There was a time when people had to buy the newspaper (news on paper, literally), find the jobs session, and browse through it to find an advertised open role. If found, they had to mail their resume to apply or go to the employer’s location to drop their resume off.
Then, there came the Internet, with jobs advertised on boards online, and the possibility to send resumes using electronic mail (email). Day after day, people stopped buying newspapers for job finding. A multitude of websites with job announcements, those job boards, and many organizations started publishing open roles online. Applying to jobs became clicks away.
Human resources departments, in their effort to find the best candidates for their companies or clients, got flooded with digital resumes. Hiring processes became longer, with HR people screening tons of received information. “Isn’t there a way to use technology to help us here?”, they probably asked themselves. The applicant tracking system (ATS) was born.

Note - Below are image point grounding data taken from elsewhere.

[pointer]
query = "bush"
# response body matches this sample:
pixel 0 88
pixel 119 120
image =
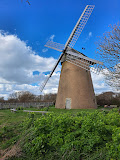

Applying filtering techniques always existed, but the manual screening process throughput was not enough to satisfy the business needs. An ATS can reduce the time HR spends on finding candidates to present to hiring managers, but the software has to be programmed. Companies have to create filters for the ATS to find the best candidates.
Initially, the ATS filters were static and were made from keywords: those acronyms, skills, experiences, names a hiring manager told HR to look for to identify candidates. A modern ATS could suggest keywords based on a database. But how accurate is that database? How is the job description that HR has similar to the description in that database? The ATS should have a way to adjust to its customer’s needs more easily.
Now, automation brings a way to improve this process. An ATS could use Artificial Intelligence to suggest keywords and create the screening filter automatically. But what if the AI engine creates and applies a filter that is not aligned with the hiring manager’s desire? Is Artificial Intelligence the villain here?
Definitely not! Artificial Intelligence is the engine. Algorithms are the gears that make the engine work. The better the algorithm is in creating the screening filters, the more accurate the results will be, and the more aligned to the job description the candidates will be. If the ATS can use Machine Learning, the accuracy will improve over time. If algorithms are the gears to the AI engine, ML gives the ability to the ATS to adjust those gears themselves.
It is time to stop picking on technology for the wrong reasons. Jobseekers get frustrated with ATS in general because they want that job interview, but the software just follows commands. Don’t get me wrong, I am on your side: I want Artificial Intelligence and related technologies to improve everyone’s lives, but it is unfair to shoot the messenger.